O sucesso dos remakes de Resident Evil têm desempenhado um papel importante na gestão de projetos na Capcom, permitido financiar novos jogos e explorar novas propriedades intelectuais.
A Capcom considera que os remakes de Resident Evil são uma parte muito importante da sua estratégia de desenvolvimento de jogos e na decisão do que fazer a seguir. Em entrevista à Game Informer, o produtor Masachika Kawata explicou que estes projetos são capazes de gerar receitas que depois permitem investir tanto em novos jogos da série como em novos IP (propriedades intelectuais), ao mesmo tempo que também ajudam a equipa a aperfeiçoar as suas capacidades.
De acordo com Kawata, desenvolver um novo Resident Evil todos os anos seria uma tarefa difícil. Por essa razão, os remakes permitem manter uma cadência regular de lançamentos de uma série muito acarinhada pelos fãs, enquanto a equipa continua a ganhar experiência e a melhorar os seus métodos de trabalho.
“Poder revisitar jogos antigos e recriá-los ajuda a Capcom a cumprir esse objetivo de lançar um jogo de Resident Evil todos os anos, mas também permite à equipa continuar a desafiar-se e a aperfeiçoar as suas capacidades,” explica Kawata,que também e considera os remakes tão importantes como novas entradas na série. “Isso não significa que os remakes sejam menos importantes.
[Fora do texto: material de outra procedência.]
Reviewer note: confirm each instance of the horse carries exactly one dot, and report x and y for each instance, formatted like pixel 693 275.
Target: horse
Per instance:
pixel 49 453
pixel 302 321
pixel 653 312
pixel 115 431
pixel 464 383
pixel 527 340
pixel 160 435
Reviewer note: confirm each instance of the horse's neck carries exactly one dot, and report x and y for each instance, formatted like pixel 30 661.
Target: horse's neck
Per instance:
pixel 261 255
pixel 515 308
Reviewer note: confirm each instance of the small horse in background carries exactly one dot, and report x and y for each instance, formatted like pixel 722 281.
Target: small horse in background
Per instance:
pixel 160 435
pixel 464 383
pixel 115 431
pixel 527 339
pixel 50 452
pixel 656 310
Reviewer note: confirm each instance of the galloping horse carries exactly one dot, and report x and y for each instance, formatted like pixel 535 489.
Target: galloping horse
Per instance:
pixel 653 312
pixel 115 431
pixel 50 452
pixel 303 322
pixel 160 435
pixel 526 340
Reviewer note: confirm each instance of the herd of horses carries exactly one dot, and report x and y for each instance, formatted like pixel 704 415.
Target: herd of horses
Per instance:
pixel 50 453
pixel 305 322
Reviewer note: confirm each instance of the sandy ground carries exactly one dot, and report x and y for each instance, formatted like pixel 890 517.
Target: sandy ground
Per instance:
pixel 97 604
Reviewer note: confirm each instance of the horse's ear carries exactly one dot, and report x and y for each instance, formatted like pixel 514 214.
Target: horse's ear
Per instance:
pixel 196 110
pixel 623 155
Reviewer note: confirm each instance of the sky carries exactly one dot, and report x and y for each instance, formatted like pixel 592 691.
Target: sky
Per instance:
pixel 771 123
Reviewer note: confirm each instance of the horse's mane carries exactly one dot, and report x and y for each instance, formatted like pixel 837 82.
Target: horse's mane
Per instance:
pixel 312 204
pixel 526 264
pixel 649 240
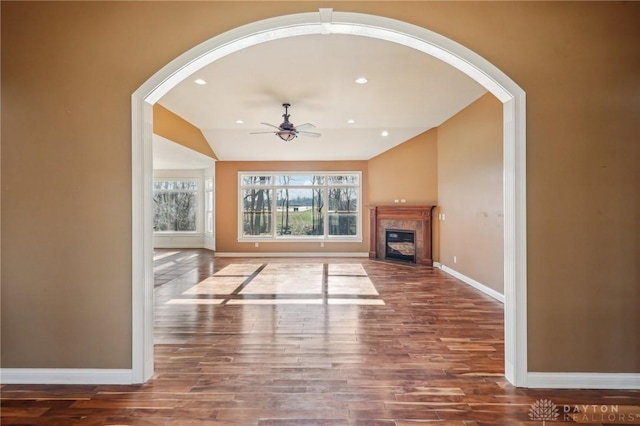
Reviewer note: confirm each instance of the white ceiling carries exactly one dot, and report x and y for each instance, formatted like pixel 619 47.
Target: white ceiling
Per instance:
pixel 408 92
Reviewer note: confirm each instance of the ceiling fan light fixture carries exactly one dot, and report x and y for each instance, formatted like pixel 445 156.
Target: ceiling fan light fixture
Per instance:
pixel 286 135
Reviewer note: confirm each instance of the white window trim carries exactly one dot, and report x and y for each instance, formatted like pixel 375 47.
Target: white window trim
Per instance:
pixel 300 239
pixel 199 200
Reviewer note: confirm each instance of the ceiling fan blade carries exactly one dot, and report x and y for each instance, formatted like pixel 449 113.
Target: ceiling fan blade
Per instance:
pixel 305 126
pixel 271 125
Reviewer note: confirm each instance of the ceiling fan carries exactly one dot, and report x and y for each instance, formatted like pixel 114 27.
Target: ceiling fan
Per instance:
pixel 287 131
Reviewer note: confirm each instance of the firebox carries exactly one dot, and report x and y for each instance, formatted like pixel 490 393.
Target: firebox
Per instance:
pixel 400 245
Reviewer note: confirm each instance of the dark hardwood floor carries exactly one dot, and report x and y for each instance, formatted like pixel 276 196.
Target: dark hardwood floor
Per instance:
pixel 312 342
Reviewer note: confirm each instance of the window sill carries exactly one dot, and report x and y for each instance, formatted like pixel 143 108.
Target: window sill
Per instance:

Na verdade, são tão importantes como os jogos principais.”
Como seria de esperar, não é só a série Resident Evil que beneficia com este ciclo de remakes, uma vez que o seu sucesso também permite à Capcom continuar a investir em projetos completamente novos. “A Capcom teve a sorte de encontrar este ciclo, que continua a fornecer os recursos financeiros necessários para criar novos jogos da série Resident Evil e novas propriedades intelectuais, como Pragmata. Existe uma relação direta entre estas duas vertentes.”
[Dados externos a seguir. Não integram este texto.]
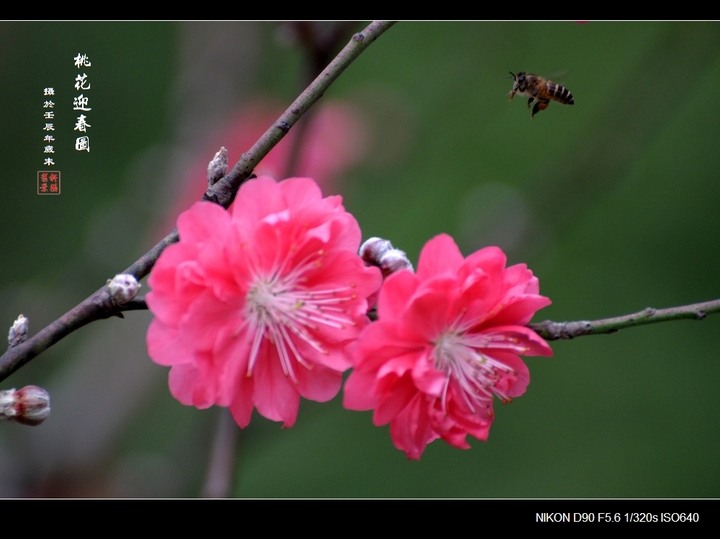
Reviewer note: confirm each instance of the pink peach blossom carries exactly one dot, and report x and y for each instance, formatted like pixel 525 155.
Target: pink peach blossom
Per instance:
pixel 447 341
pixel 255 306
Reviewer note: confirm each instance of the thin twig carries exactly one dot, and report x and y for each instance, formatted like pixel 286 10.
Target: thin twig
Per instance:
pixel 221 467
pixel 553 331
pixel 100 305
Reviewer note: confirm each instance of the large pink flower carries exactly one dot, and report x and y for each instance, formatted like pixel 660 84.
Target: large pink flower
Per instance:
pixel 446 341
pixel 254 307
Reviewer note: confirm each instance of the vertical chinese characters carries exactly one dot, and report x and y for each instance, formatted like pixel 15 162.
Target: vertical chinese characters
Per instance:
pixel 48 181
pixel 81 103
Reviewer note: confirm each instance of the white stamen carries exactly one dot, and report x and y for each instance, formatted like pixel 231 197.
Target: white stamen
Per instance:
pixel 279 308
Atualmente Resident Evil continua a ser uma das principais séries da editora. No mais recente relatório financeiro, a Capcom atribuiu parte do crescimento das receitas ao desempenho de Resident Evil Requiem, bem como ao aumento contínuo das vendas dos restantes jogos da franquia.
Ao longo da última década, a Capcom lançou três remakes de Resident Evil, sendo Resident Evil 4, de 2023, o mais recente e o remake de um videojogo que mais vendeu esta geração, tendo vendido 4 milhões de unidades só este ano. Já o próximo remake de Resident Evil será Resident Evil Veronica, atualmente previsto para o próximo ano.
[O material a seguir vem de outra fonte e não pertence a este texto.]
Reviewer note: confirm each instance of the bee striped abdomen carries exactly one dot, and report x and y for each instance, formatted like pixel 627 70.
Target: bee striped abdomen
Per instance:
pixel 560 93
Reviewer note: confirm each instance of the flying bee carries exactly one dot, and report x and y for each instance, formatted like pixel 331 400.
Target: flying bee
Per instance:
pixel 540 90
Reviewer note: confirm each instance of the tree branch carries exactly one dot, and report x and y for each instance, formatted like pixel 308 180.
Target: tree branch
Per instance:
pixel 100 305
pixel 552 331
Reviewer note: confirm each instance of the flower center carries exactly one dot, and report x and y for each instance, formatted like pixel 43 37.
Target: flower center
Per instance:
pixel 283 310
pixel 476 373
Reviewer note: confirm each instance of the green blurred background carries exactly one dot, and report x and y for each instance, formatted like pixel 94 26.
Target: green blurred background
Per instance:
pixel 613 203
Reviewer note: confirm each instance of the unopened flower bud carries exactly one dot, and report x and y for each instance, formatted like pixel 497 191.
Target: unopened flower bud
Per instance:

Questionado sobre a possibilidade de desenvolver novos spin-offs de Resident Evil, Kawata reconheceu que existe interesse por parte dos fãs, mas garantiu que essa não é a prioridade da equipa.“Talvez haja muitas pessoas que gostassem de ver mais spin-offs. Mas, honestamente, a equipa está a dar tudo o que tem neste momento em projetos como Resident Evil Requiem e os remakes. Estamos totalmente focados nisso e não sobra muito espaço para desenvolver um spin-off.”
As declarações de Kawata e a abordagem da Capcom aos remakes, demostram uma dimensão e importância por vezes subvalorizada na indústria e pela comunidade de jogadores, que recorrentemente se opõem à ideia de remakes e remasters dos seus jogos favoritos, argumentando que vêm substituir a existência dos jogos já existentes e que estes tipos de projetos ocupam recursos que poderiam ser utilizados em novas ideias. O caso da Capcom, não é o único, mas é um perfeito exemplo de uma estratégia que entrega aos fãs algo que os satisfaz e ainda consegue tirar partido da situação para continuar a desenvolver mais jogos de forma consistente e saudável.